Before we go any further, let us agree on a few things. First, Wal-Mart is an awful corporation. Second, many of us end up at Wal-Mart regardless of that first fact due to any number of reasons — geography, selection, hours, sadness, boredom, etc.. Third, writing anything on the internet is perceived by racist commenters as an invitation to blindly spew hate, even if it's about something as innocuous as umbrellas, but the cowardly and ignorant most definitely brush their Confederate flags aside and earnestly get to action on the keyboard when you talk about the intersection of economics and social classes at America's bargain basement hellhole. (Which is ironic because until this summer,
it was one of the few places you could reliably find the racist flag for sale.) Yelp reviews bare out all those truths and more in stark 1-star reviews filled with bile and worse. Which is all by way of saying if you comment here or on Facebook, keep your racist comments to yourself.
Now that all that's out of the way...
It should be said and it should be said publicly and it should be said forcefully:
The Steelyard Wal-Mart Supercenter is the worst Wal-Mart in America.
If you do a quick Google search
, that title, at least when it comes to search engine optimization and previous righteous tirades, is currently held by the Wal-Mart in Martinsburg, West Virginia. We not so humbly beg to differ. There's really no comparison.
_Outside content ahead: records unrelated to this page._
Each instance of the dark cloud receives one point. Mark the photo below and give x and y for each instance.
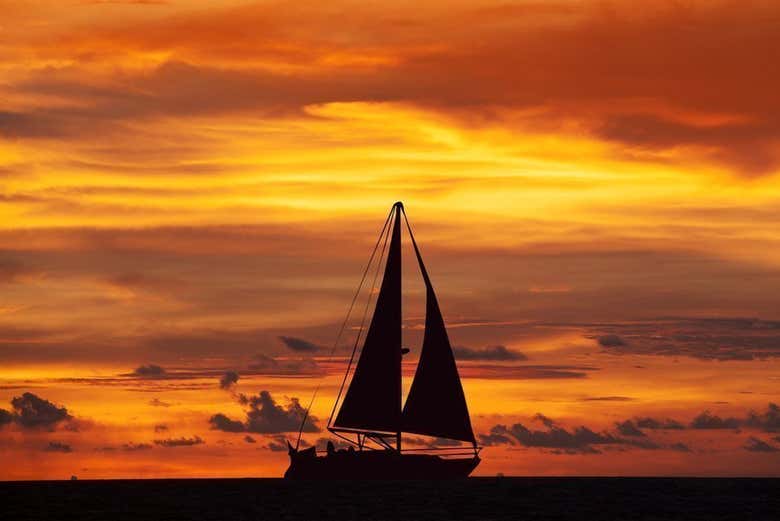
(680, 447)
(655, 424)
(276, 443)
(652, 92)
(149, 371)
(610, 341)
(228, 380)
(31, 411)
(12, 270)
(629, 428)
(707, 420)
(264, 416)
(57, 446)
(132, 447)
(547, 422)
(298, 344)
(722, 339)
(179, 442)
(524, 372)
(498, 435)
(266, 365)
(579, 440)
(221, 422)
(757, 445)
(493, 353)
(768, 420)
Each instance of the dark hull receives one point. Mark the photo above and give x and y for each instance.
(378, 464)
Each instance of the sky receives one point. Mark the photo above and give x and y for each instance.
(190, 190)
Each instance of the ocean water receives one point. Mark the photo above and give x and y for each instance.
(471, 499)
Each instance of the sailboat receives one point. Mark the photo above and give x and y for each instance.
(371, 418)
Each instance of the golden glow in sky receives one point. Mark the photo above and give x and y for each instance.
(594, 187)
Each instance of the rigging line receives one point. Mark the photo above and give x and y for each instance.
(363, 319)
(341, 329)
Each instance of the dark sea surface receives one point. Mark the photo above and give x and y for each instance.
(475, 498)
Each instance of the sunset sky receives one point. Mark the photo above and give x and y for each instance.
(193, 188)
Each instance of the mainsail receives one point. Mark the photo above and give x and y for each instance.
(436, 405)
(373, 400)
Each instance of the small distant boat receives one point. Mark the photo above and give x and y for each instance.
(371, 409)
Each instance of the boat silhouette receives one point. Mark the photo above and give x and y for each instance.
(371, 418)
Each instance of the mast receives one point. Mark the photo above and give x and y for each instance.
(372, 402)
(436, 405)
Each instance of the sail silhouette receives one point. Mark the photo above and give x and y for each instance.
(436, 405)
(373, 399)
(371, 406)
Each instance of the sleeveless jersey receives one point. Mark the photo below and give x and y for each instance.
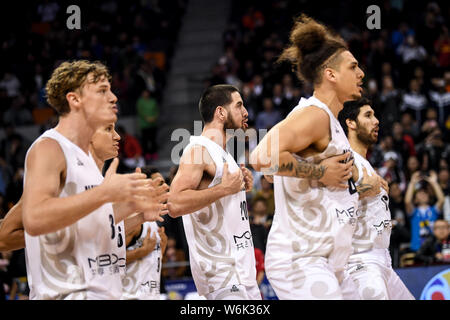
(80, 261)
(312, 221)
(143, 276)
(373, 229)
(220, 242)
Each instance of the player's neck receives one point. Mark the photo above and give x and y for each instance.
(76, 131)
(330, 98)
(215, 132)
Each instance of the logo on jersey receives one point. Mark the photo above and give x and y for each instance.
(347, 215)
(383, 225)
(243, 241)
(438, 288)
(105, 263)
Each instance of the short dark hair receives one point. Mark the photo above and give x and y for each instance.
(214, 96)
(351, 111)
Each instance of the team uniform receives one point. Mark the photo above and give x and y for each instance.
(220, 243)
(369, 266)
(83, 260)
(143, 276)
(311, 235)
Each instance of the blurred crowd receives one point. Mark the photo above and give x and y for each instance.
(407, 78)
(407, 68)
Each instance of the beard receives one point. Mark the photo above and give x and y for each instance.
(230, 123)
(364, 136)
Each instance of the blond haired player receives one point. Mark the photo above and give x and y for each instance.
(68, 213)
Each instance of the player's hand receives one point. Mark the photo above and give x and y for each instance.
(154, 204)
(232, 182)
(149, 243)
(248, 178)
(124, 187)
(163, 237)
(336, 172)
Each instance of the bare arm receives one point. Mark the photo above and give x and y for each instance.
(273, 155)
(184, 196)
(45, 212)
(410, 192)
(11, 229)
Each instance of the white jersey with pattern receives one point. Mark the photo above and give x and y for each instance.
(80, 261)
(143, 276)
(220, 242)
(310, 221)
(373, 229)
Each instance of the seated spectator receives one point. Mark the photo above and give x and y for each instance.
(130, 151)
(436, 248)
(421, 212)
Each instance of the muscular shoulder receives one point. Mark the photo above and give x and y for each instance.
(310, 115)
(46, 151)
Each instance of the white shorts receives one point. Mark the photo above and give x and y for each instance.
(236, 292)
(310, 279)
(372, 275)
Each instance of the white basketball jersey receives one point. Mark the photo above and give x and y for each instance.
(312, 221)
(80, 261)
(143, 276)
(373, 229)
(220, 242)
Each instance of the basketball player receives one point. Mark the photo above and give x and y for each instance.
(68, 213)
(315, 209)
(144, 257)
(369, 267)
(209, 192)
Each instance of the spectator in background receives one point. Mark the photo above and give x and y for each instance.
(436, 248)
(269, 117)
(391, 170)
(258, 220)
(130, 151)
(400, 224)
(147, 110)
(266, 193)
(417, 202)
(389, 102)
(414, 100)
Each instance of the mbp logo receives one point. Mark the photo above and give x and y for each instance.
(243, 241)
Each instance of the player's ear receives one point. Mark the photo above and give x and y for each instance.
(221, 113)
(351, 124)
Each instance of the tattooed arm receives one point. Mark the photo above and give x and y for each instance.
(296, 133)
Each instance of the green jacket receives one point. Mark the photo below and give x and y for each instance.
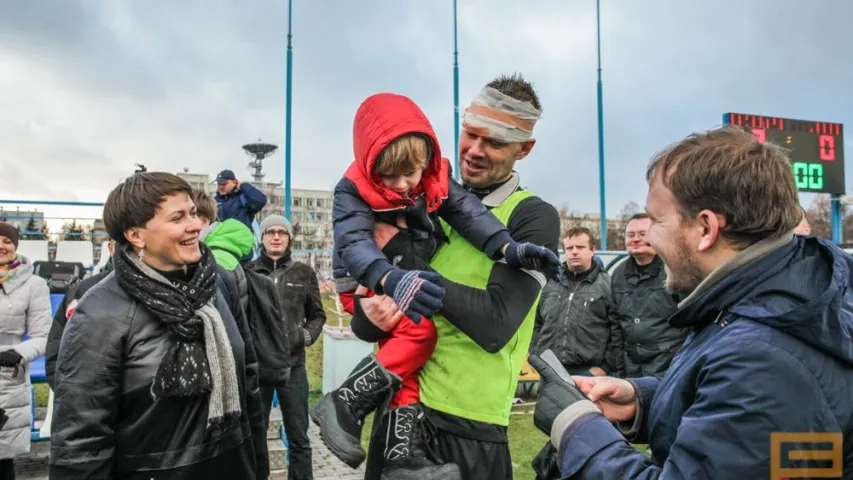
(229, 241)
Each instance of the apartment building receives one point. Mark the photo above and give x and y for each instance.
(311, 216)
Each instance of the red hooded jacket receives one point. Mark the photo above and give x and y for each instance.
(381, 119)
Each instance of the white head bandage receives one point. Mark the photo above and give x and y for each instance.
(501, 117)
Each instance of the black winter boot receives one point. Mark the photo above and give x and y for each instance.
(340, 414)
(407, 448)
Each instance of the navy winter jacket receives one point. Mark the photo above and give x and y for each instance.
(243, 203)
(771, 351)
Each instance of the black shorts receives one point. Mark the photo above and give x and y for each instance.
(481, 450)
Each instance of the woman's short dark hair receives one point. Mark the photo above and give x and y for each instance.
(135, 201)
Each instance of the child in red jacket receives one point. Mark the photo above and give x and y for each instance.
(399, 177)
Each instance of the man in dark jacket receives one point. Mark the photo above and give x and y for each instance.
(644, 342)
(63, 313)
(572, 316)
(767, 369)
(300, 294)
(234, 199)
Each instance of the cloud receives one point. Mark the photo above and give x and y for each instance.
(89, 88)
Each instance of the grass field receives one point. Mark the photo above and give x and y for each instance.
(525, 440)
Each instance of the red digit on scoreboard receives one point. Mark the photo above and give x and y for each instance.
(827, 148)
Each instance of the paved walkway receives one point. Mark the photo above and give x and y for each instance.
(326, 465)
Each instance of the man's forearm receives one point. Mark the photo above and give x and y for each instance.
(491, 317)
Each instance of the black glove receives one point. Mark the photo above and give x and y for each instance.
(557, 392)
(533, 257)
(10, 358)
(416, 293)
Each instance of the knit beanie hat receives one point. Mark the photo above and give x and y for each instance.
(276, 221)
(10, 232)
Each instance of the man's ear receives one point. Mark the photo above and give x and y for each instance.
(710, 226)
(526, 147)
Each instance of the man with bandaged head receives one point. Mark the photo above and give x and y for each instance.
(486, 321)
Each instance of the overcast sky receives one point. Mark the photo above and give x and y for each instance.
(88, 88)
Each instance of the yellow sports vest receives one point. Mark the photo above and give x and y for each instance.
(461, 378)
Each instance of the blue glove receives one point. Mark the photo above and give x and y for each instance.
(533, 257)
(10, 358)
(416, 293)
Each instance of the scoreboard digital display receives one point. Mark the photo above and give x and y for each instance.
(816, 149)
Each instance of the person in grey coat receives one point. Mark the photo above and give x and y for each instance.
(24, 310)
(572, 317)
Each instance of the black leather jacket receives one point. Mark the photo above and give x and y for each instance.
(106, 422)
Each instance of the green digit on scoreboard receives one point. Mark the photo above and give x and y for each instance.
(808, 175)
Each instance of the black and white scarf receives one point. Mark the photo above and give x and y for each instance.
(199, 361)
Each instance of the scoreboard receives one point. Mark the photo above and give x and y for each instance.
(816, 149)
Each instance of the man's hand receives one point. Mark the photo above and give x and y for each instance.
(416, 293)
(615, 397)
(381, 311)
(532, 257)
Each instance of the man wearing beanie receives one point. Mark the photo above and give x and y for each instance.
(300, 294)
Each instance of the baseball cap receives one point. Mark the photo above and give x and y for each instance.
(224, 176)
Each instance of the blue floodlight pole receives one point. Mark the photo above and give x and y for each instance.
(455, 96)
(288, 110)
(600, 130)
(837, 219)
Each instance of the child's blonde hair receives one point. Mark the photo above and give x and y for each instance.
(404, 155)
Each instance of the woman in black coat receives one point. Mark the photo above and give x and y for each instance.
(153, 376)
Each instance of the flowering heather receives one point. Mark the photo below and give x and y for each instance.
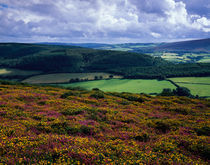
(45, 125)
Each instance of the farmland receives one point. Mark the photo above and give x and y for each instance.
(125, 85)
(197, 85)
(46, 125)
(66, 77)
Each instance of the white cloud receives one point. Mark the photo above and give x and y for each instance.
(100, 20)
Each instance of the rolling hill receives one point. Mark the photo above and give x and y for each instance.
(72, 59)
(202, 45)
(177, 52)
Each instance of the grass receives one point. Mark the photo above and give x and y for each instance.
(65, 77)
(41, 126)
(197, 85)
(125, 85)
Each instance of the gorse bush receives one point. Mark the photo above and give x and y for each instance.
(38, 126)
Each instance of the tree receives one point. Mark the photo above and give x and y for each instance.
(182, 91)
(167, 92)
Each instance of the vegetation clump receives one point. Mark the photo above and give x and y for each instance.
(38, 126)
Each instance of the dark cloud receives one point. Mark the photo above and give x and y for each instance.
(103, 20)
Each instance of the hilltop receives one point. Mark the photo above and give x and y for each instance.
(178, 52)
(46, 59)
(43, 125)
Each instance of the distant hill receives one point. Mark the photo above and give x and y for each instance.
(178, 52)
(202, 45)
(74, 59)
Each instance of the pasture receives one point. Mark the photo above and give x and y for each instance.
(124, 85)
(197, 85)
(66, 77)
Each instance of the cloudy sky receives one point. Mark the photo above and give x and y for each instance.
(105, 21)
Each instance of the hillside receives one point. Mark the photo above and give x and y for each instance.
(70, 59)
(178, 52)
(44, 125)
(202, 45)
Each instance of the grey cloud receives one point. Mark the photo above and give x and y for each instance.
(101, 20)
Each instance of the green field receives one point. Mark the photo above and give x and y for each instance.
(125, 85)
(197, 85)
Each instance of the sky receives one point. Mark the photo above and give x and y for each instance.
(103, 21)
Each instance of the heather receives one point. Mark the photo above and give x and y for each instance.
(44, 125)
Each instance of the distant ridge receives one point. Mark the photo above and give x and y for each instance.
(193, 45)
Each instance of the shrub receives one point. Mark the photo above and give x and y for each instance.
(167, 92)
(72, 112)
(70, 93)
(203, 131)
(143, 137)
(98, 95)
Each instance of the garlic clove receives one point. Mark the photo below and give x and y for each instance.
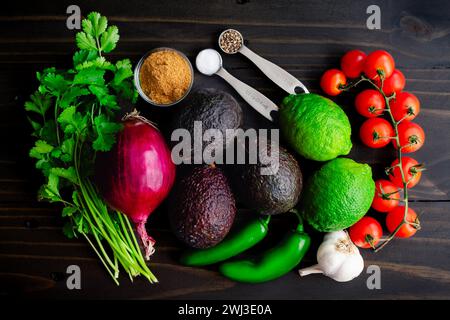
(350, 269)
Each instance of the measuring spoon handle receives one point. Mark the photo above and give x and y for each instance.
(254, 98)
(281, 77)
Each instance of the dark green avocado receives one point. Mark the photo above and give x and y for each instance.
(269, 194)
(214, 108)
(202, 208)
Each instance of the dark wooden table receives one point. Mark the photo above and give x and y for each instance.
(306, 38)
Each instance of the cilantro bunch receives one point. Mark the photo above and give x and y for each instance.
(74, 115)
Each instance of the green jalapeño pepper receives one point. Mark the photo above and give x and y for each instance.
(236, 242)
(273, 263)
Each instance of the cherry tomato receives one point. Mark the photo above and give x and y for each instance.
(331, 80)
(379, 61)
(411, 169)
(366, 233)
(352, 63)
(369, 103)
(386, 196)
(395, 83)
(405, 106)
(376, 132)
(411, 136)
(395, 217)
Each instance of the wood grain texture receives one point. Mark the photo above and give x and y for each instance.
(304, 37)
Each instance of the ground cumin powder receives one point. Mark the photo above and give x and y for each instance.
(165, 76)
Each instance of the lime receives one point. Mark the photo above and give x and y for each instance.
(338, 195)
(316, 127)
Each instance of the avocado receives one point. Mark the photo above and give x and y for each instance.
(215, 109)
(202, 209)
(269, 194)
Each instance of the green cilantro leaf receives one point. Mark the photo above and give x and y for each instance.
(67, 147)
(73, 121)
(69, 211)
(39, 103)
(50, 191)
(90, 76)
(55, 83)
(85, 41)
(71, 95)
(95, 24)
(123, 72)
(106, 133)
(99, 62)
(36, 126)
(66, 173)
(109, 39)
(40, 148)
(69, 230)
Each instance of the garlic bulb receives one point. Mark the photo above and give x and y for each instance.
(337, 258)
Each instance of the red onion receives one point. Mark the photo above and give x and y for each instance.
(137, 174)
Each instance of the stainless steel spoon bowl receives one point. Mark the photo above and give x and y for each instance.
(279, 76)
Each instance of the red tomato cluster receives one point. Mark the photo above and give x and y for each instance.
(376, 132)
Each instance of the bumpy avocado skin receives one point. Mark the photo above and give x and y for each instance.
(202, 208)
(316, 127)
(338, 195)
(216, 109)
(270, 194)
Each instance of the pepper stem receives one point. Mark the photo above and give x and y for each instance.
(300, 219)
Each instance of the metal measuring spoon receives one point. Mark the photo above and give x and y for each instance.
(281, 77)
(254, 98)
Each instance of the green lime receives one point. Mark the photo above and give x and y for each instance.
(338, 195)
(316, 127)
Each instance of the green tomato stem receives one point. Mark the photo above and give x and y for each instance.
(395, 123)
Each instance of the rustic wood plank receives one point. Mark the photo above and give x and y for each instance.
(405, 265)
(305, 38)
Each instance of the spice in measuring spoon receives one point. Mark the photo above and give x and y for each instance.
(230, 41)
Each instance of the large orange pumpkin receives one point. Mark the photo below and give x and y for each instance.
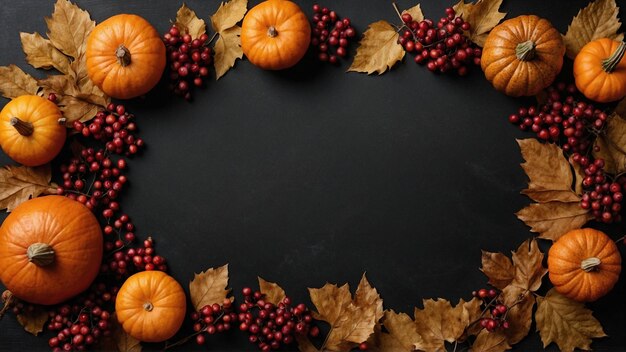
(125, 56)
(600, 70)
(584, 264)
(32, 131)
(523, 55)
(275, 34)
(151, 306)
(50, 250)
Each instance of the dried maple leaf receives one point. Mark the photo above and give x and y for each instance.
(612, 145)
(21, 183)
(33, 321)
(379, 50)
(273, 293)
(68, 27)
(597, 20)
(549, 172)
(209, 287)
(15, 82)
(490, 342)
(566, 322)
(529, 269)
(498, 268)
(552, 220)
(482, 17)
(188, 23)
(40, 53)
(227, 51)
(439, 322)
(415, 12)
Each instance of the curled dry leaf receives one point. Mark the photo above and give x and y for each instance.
(498, 268)
(482, 17)
(597, 20)
(612, 145)
(379, 50)
(188, 23)
(40, 53)
(15, 82)
(33, 321)
(552, 220)
(209, 287)
(21, 183)
(549, 172)
(566, 322)
(273, 293)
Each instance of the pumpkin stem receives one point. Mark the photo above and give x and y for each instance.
(23, 127)
(525, 51)
(590, 264)
(272, 32)
(40, 254)
(609, 64)
(123, 55)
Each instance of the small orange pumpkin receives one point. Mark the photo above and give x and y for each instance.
(151, 306)
(32, 130)
(523, 55)
(584, 264)
(275, 34)
(125, 56)
(50, 250)
(600, 70)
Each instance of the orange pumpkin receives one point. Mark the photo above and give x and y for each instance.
(50, 250)
(151, 306)
(125, 56)
(275, 34)
(32, 131)
(600, 70)
(584, 264)
(523, 55)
We'd regale you with the blow-by-blow that got us to this breaking point, but you've likely been there yourself. The lines that stretch across an acre or two as two cashiers do the best they can as a manager looks on with complete indifference. The pervasive lack of concern for anything resembling customer service so widespread and institutionalized that it couldn't be casual or coincidence, that the only possible explanation is a mandatory seminar all employees take to learn how to be so completely inept at even the most basic aspects of their job. The shelves that never seemed stocked, and when they are, stocked in such a manner as to create a portrait of a forsaken wasteland long shuttered from public view, the consumer version of ruin porn shots of defunct amusement parks or condemned warehouses. The waits. The waits for literally anything. To be rung up. To get photos. To have paint mixed. To, god forbid, check the inventory of an item not on the shelf. The parking lot, a cemetery of mish-moshed metal left over, we imagine, from a failed and abandoned experiment to build a Transformer entirely out of shopping carts. The store itself a miracle, an unobserved island of the Walton empire that they have long since forgotten about and probably assume had already closed.
That is all. It's the worst. Please don't shop there. Don't make the same mistakes we've made.